PARTNERSHIPS

Clinical Partnerships Set the Stage for Surgical AI Adoption

A Genesis MedTech and NUHS partnership shows how closer clinician collaboration could shape the next chapter of surgical AI

10 Feb 2026

Medical technology executives stand on stage holding awards during surgical AI partnership event

Artificial intelligence has long promised to reshape surgery, but progress has been slower and more uneven than early advocates predicted. After years of striking demonstrations and limited real-world use, the field is moving into a more pragmatic phase, where collaboration with clinicians is becoming as important as technical skill.

A partnership between Genesis MedTech and Singapore’s National University Health System (NUHS), announced in late 2025 and now under way, reflects that change in approach. Rather than pursuing highly automated visions of surgery, the collaboration is focused on the practical demands of the operating theatre.

The stated aim is to develop AI tools that surgeons are willing and able to use. Engineers are working closely with clinicians to observe existing workflows, collect structured feedback and provide hands-on training. The emphasis is on decision support that fits quietly into established routines, rather than systems that disrupt them. Industry analysts see this as an acknowledgement that usability and trust must be designed from the outset.

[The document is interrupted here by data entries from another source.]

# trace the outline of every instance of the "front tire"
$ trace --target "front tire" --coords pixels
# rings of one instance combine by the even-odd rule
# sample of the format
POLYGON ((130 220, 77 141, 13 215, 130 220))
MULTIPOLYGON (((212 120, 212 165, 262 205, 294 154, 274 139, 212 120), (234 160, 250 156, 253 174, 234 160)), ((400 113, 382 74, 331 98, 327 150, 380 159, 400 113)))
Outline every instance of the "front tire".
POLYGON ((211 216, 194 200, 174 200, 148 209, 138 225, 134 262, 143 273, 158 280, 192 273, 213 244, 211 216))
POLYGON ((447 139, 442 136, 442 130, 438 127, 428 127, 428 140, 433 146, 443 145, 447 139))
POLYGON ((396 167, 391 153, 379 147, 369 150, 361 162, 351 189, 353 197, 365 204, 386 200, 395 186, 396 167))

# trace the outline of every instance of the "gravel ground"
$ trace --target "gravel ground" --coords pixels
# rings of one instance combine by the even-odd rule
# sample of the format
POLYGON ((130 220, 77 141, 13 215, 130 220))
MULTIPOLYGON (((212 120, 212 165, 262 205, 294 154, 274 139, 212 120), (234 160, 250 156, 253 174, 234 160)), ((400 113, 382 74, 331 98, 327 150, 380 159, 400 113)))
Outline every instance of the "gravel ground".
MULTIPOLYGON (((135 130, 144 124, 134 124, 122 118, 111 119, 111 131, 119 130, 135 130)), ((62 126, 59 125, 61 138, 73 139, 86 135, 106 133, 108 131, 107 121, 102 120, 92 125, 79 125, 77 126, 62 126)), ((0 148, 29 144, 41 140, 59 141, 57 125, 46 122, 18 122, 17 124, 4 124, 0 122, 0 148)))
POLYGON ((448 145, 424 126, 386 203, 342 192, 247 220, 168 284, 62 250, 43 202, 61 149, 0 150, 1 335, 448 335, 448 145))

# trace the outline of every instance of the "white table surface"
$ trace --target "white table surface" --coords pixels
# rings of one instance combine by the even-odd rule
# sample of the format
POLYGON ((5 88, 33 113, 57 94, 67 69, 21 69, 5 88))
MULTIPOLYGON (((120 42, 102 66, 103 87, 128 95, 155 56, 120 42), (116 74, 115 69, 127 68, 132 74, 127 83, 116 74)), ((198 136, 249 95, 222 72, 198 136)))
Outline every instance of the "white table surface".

For Genesis MedTech, the partnership supports its broader strategy to expand into digital and data-driven healthcare. Access to a large public health system gives the company detailed insight into how surgical teams work in practice, where delays arise and where technology may add value. The group has said it wants AI to operate largely in the background, reinforcing familiar processes instead of replacing them.

NUHS, for its part, gains influence over how surgical AI develops. Like many health systems, it faces pressure to improve patient safety, manage costs and train new surgeons. While AI offers potential gains in consistency and efficiency, it also raises questions about responsibility and appropriate use. Early involvement allows clinicians to shape standards and prepare staff for new tools.

A central element of the partnership is a dedicated AI innovation and surgical training laboratory, where technologies can be tested and refined before being used on patients. Supporters say this addresses a common weakness in surgical AI, where systems perform well in controlled settings but struggle in routine practice.

Significant obstacles remain, including data governance, regulation and the challenge of scaling beyond a single institution. There is no clear evidence yet that the partnership will speed adoption. Even so, it is seen as a signal that progress in surgical AI may depend less on bold claims, and more on learning from those in the operating room.